Benjui meditation upholds the idea that the mind and body have free will and every person needs to just observe and feel the way their body acts.
“It is an integrative mindful method,” said Tang. “It is a systematic meditation originated by me.”
Tang uses PowerPoint presentations, discussion and practise times to teach his students how to meditate according to the Benjui method.
The attendees of the class said practising this art made them feel more peaceful.
Cara Kernaghan, an elementary school teacher in Kitchener, said it allowed her to break away from a constant state of hyper focusing.
“I just found that it’s a perfect opportunity to have the time to still the mind,” she said. “I am interested in the mind and body connection; I think we need to control our mind so that it does not contribute to illness in the body.”

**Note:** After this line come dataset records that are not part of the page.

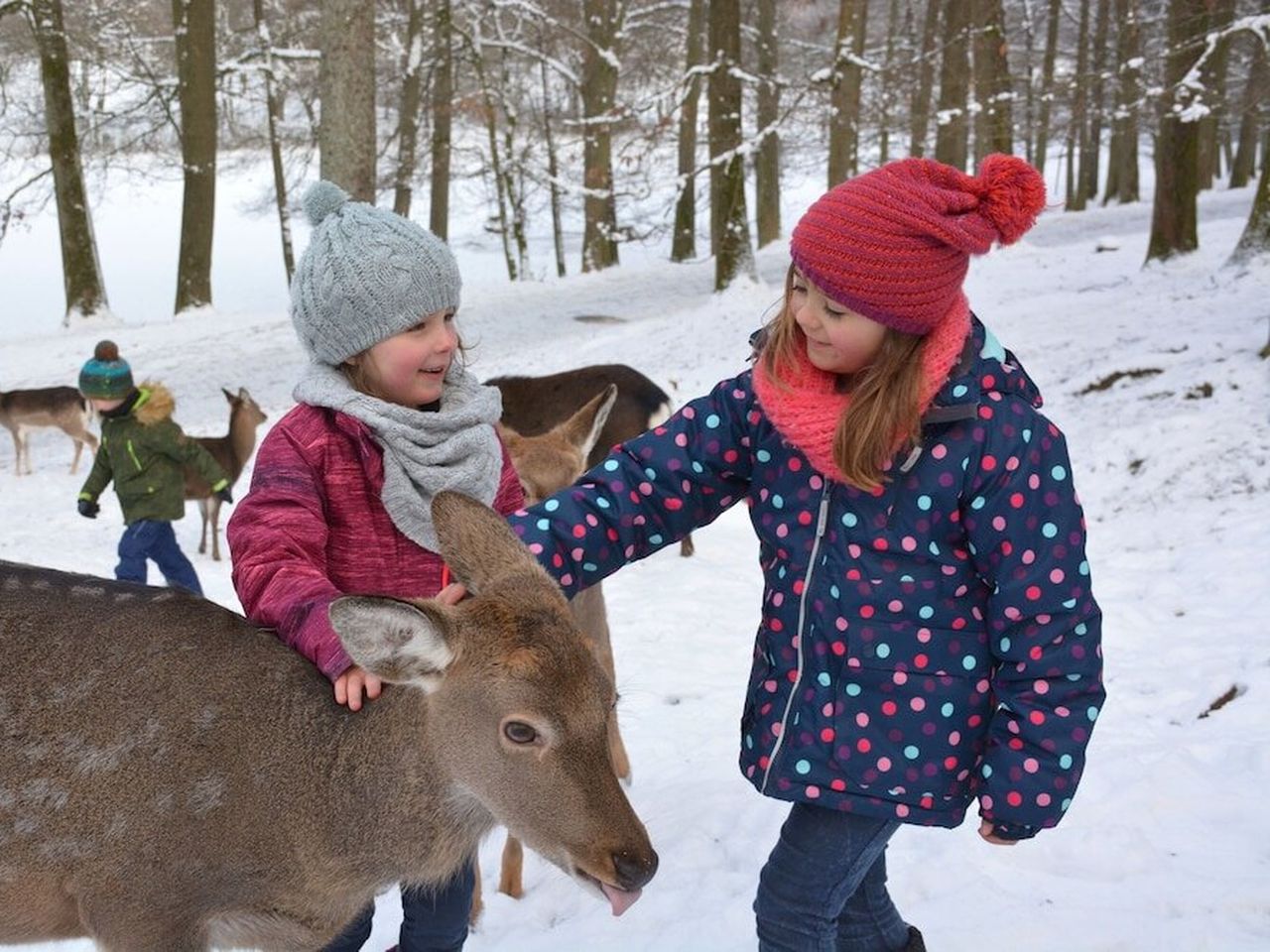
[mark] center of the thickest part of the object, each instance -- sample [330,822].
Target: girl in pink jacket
[341,489]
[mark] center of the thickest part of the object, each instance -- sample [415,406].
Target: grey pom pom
[321,199]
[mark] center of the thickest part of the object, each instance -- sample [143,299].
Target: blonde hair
[884,414]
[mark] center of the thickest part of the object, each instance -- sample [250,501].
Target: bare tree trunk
[598,100]
[1123,159]
[684,243]
[345,82]
[553,168]
[920,108]
[767,163]
[952,128]
[1173,217]
[273,111]
[1078,130]
[1255,240]
[1243,167]
[1047,84]
[844,122]
[1211,128]
[1091,154]
[194,28]
[408,112]
[993,123]
[729,223]
[888,84]
[81,272]
[443,94]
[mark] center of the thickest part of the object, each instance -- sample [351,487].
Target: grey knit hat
[366,276]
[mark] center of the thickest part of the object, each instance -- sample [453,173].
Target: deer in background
[240,806]
[231,452]
[545,463]
[64,408]
[534,405]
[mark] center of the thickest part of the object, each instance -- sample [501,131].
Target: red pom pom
[1012,194]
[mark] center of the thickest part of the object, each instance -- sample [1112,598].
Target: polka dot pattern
[951,643]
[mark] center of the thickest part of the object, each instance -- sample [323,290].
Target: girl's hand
[350,684]
[985,832]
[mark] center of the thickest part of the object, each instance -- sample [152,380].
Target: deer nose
[634,871]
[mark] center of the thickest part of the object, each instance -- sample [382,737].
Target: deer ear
[397,642]
[583,428]
[477,543]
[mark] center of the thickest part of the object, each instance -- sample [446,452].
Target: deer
[238,805]
[231,452]
[532,405]
[547,462]
[64,408]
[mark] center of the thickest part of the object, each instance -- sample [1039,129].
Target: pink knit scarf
[807,409]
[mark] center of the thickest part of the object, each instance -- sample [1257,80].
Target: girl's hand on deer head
[452,594]
[350,684]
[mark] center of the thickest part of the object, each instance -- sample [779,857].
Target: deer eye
[520,733]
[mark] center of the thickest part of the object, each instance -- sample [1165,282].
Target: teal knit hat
[107,376]
[366,276]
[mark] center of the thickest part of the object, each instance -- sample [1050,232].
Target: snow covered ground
[1167,844]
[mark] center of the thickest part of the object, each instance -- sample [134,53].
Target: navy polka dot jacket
[919,648]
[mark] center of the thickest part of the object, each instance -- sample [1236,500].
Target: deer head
[517,708]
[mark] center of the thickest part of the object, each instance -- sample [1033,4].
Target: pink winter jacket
[313,529]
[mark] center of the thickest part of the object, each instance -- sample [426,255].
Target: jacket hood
[984,367]
[155,405]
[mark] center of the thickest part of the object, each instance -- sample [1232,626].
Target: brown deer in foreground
[238,805]
[64,408]
[231,452]
[545,463]
[532,405]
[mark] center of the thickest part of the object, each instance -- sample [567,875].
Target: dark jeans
[434,919]
[825,887]
[153,538]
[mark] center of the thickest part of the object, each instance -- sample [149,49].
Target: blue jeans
[825,887]
[154,538]
[434,919]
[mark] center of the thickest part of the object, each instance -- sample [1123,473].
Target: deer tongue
[620,900]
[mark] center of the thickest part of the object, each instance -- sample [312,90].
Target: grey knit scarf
[425,452]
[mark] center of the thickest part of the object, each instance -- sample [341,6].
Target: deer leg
[511,881]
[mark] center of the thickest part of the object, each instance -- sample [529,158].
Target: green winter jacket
[145,453]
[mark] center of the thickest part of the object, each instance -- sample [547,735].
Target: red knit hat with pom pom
[894,244]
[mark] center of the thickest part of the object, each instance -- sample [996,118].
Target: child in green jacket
[146,453]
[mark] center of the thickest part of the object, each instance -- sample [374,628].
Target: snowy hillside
[1167,844]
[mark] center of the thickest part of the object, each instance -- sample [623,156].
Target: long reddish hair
[884,414]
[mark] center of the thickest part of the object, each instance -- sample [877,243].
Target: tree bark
[81,272]
[844,113]
[767,163]
[598,100]
[729,225]
[408,111]
[684,243]
[443,96]
[952,144]
[194,28]
[920,108]
[993,87]
[345,135]
[1243,167]
[273,113]
[1123,155]
[1174,216]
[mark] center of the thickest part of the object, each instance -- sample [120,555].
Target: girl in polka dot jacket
[929,635]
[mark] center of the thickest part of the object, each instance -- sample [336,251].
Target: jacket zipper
[821,524]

Tang said Benjui is not an escape from our daily lives; it is an incorporation of meditation in our routine chores.
When movement in our daily lives distracts us, Tang said to let it in and then let it flow out. “In this method we focus on cultivation of wisdom. When it recognizes or notices something is wrong even with distraction, you don’t need to force your mind to correct it; you do it naturally.”
Tang said this form of meditation is not restricted by age, gender or religion. There is no specific way of sitting or meditating.
Tang does not claim any miraculous memory or health benefits from this meditation, but did say participants should have increased awareness, mindfulness and less stress which naturally makes them less jealous and more aware of the present moment.
“That is the result but not the purpose,” he said.
The natural focus on details and the present moment, he said, makes it all come naturally.